“These non-bank lenders have helped drive prices down across the home loan market, particularly since the onset of COVID-19 when a record number of borrowers switched lenders to better themselves financially,” says Tindall.
“Even if people don’t end up switching to a low-cost lender, they can still use these low rates in their research to get a benchmark of what’s competitive and what’s not.”
Mortgage broker and Madd Home Loans founder George Samios says his firm is refinancing about $20 million a week after the RBA’s decision to raise rates.
According to loan data from the Australian Bureau of Statistics, the refinancing wave began long before the RBA officially moved rates.
Total external refinancing increased 4.6% in March 2022 to $33 billion, up 28.2% from March 2021. Within that, owner-occupant refinancing increased 4%, while refinancing of investors increased by 5.7%.
“Everyone is looking at their loans now,” says Samios.
Any borrower who hasn’t heard from their lender in the past 12 months should take a look at their current deal and determine if they can get a better deal, he says.
“Banks are not charities. They are not made to be nice to people, they are there to make money.
“If you don’t review your loan once a year, you’re losing thousands of dollars. That is the most important point to take away.”
Samios says a broker is worth considering, as they will negotiate with lenders for the best rate.

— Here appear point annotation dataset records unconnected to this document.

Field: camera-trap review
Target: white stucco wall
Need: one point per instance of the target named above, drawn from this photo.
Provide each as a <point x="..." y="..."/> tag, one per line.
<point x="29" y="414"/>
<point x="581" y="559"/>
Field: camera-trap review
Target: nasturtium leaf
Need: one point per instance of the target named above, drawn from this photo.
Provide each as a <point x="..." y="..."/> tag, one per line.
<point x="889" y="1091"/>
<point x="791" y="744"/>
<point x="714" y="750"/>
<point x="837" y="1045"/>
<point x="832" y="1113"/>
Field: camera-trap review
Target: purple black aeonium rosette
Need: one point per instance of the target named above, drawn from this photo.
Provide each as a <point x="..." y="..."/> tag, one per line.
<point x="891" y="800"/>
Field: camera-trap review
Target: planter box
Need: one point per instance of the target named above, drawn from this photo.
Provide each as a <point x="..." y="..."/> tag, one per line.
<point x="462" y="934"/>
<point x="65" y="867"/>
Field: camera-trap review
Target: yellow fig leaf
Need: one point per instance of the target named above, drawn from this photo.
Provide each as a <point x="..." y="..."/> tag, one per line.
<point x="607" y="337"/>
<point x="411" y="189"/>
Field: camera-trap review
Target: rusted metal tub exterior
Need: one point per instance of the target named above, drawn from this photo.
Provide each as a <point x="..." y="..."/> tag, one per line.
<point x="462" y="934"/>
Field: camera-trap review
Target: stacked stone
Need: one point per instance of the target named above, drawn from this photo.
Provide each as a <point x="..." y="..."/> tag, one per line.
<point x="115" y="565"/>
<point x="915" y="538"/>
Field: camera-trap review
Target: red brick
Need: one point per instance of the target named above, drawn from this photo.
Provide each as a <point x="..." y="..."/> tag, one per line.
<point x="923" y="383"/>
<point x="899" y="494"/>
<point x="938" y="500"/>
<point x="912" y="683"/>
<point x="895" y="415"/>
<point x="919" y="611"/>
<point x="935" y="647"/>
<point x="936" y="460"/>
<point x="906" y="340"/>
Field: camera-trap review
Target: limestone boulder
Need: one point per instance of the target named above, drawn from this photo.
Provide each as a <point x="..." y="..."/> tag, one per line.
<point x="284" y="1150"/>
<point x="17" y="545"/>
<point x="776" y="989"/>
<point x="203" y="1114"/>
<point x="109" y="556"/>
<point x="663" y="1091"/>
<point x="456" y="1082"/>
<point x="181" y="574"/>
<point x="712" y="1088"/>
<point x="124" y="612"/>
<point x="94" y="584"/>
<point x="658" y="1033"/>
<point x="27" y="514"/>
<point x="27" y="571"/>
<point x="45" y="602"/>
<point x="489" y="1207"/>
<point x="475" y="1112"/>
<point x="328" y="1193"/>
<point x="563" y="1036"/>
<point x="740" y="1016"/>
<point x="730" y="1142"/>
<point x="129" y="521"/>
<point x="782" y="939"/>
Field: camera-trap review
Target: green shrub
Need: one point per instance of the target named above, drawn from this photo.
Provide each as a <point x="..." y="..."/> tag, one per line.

Every loan he has made in his 20-year career was negotiated to get the best deal.
Going through a broker may mean that some borrowers who have the right amount of capital might be able to get better deals at the bigger banks, which are now also trying to compete on price.
Generally speaking, any variable loan with an interest rate that starts at 3 or 4 means the borrower is “being severely scammed,” it adds.
Switching a $2 million home loan from the average variable rate of 3.17 percent to one of the lower variable rates would save homeowners up to $41,446 over two years, according to analysis by RateCity.
check the fine print
That’s based on the average variable rate of 2.10 percent at three of the cheapest lenders.
A borrower with a $1 million mortgage who refinanced at an interest rate of 2.02 percent, based on the average of the three cheapest lenders for that loan size, would save $21,522 over two years.
That’s big savings, but borrowers should still check the fine print, no matter who they’re refinancing with.
“What you need to be very careful about is the terms of the loan,” says University of NSW business school professor Richard Holden.
“The story of the US subprime crisis went way beyond subprime mortgages to people with very good credit ratings who got things like adjustable rate mortgages and didn’t pay attention to the letter small, which said: ‘You are going to climb the base 25 times. points a quarter after the end of the adjustable rate period.
He says borrowers should make sure they understand the differences between their current loan and their new one.
“Competition is good, getting a lower rate is good. These smaller lenders probably won’t make much headway in the market by offering a higher interest rate, so it’s only natural that they offer a lower interest rate.
“He just wants to make sure he’s not paying for it some other way.”
But he adds that borrowers should be equally aware of the risks that inertia brings and simply choose to stay with their lender.
One difference between a larger lender and a smaller lender is often the level of customer service provided, adds Tindall. “That does not mean that one is better than the other. It’s often about your needs and your personality,” she says.
“Smaller lenders tend to have fewer resources. However, you may like their more personalized style of customer service. You won’t know unless you try it, so do exactly that.”
She suggests potential refinancers call their potential lender’s call center and “ask some tough questions,” take a look at their website or use their online chat service to see how easy it is to find key information.
For example, if it’s hard to find information about rates and fees, that can be a red flag.
“Clients looking for a clearing account should be aware that some low-cost lenders offer ‘clearing’ services where the money is not held in a separate bank account,” he adds.
“While this may not concern some customers, people who like the idea of keeping their money separate from their mortgage loan may prefer to use a more traditional clearing account.”
It’s also a good idea to read reviews of what real customers are saying. “Doing this research will also help you feel prepared and informed and that’s important,” she says.
“The bottom line is that it’s important to be happy with your home loan provider, otherwise you could end up feeling uncomfortable for years.
“If you basically like the idea of having your home loan with a bank that offers a suite of other products and at least a handful of physical branches, there are still plenty of competitive offerings out there.”